アンポンタン。青葉くんがイメージしたラブロマンスが世間一般で言う昼ドラや火曜日のサスペンスな感じだった。変化球な変態という評価は妥当。相変わらず名乗りでスベる逆に高度なトークの持ち主。優しさが嬉しくもちょっと申し訳無さもかんじる。真顔が似合わない。マイハニーって……古くね? プリンセスって……なんやねん。

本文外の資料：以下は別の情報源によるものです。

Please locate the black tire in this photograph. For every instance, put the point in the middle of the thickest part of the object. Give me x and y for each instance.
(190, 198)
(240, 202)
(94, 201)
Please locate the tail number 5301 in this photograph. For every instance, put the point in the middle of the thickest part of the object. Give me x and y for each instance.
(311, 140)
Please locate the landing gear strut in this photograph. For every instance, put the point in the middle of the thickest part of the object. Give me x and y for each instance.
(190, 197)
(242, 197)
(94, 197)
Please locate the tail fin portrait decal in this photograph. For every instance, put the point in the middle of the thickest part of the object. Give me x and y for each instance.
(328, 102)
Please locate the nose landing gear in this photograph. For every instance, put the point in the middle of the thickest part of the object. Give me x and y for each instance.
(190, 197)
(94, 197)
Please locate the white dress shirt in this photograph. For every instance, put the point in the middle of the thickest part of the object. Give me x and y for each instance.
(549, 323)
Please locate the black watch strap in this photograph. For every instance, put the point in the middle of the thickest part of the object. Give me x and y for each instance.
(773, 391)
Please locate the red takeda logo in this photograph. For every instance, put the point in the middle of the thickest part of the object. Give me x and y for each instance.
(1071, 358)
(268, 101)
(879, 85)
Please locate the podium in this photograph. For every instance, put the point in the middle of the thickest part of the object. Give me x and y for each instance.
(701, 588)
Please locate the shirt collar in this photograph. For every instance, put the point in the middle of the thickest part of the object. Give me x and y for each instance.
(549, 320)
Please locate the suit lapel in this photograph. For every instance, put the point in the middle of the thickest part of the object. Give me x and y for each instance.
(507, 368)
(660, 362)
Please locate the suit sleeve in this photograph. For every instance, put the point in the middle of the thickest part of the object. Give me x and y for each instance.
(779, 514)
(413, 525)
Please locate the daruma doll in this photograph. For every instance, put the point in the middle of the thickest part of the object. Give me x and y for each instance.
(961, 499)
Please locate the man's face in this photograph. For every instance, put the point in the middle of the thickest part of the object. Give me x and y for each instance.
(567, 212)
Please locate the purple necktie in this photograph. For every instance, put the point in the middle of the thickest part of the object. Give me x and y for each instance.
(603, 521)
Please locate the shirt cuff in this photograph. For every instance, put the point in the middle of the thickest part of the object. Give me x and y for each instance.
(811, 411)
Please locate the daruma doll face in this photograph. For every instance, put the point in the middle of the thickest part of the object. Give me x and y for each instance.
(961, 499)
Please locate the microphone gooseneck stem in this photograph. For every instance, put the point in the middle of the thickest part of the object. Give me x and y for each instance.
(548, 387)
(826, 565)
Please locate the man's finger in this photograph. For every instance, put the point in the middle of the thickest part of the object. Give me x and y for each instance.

テキトーなタマっち。実際はマメなタマっち、身長的な意味で豆。男の子には意地が在るんだろ?理解のある女タマっち。無茶ぶりしてあたふたする青葉くんの反応を楽しもうと思ってたけどカウンターされた。ダーリン呼びに照れはちょっとしか無かった。青葉くんがぽやぽやしてれば落ち着く。変な人とのエンカウント率が高い。ダーリン呼びって……古くね?


ユックリーナ・タカシマ。辛口を求められたので辛口な評価を口にしただけ。変な人にはちょっと辛辣、青葉くんにちょっと辛辣なのは友情の証。でもじつはちょっと変な人だと思ってるのは否定しない。美味しい食べ物大好き、ケーキは別腹。胃袋が複数有るかもしれない勇者、牛とか言ってはいけない。そのうち角生えるけどね。

ドギー
友達が帰って来た、良かったね。お触りしたい。
(頭が)ワルそうな奴はだいたい友達。

眼鏡女
冗談通じなさそう。天と和解せよ、田舎で見かける小さくて黒い看板みたいな事を言ってる。

ハンサム
目撃者。

エマちゃん
すごく不運。

───

三人組の駄弁りが制御できません。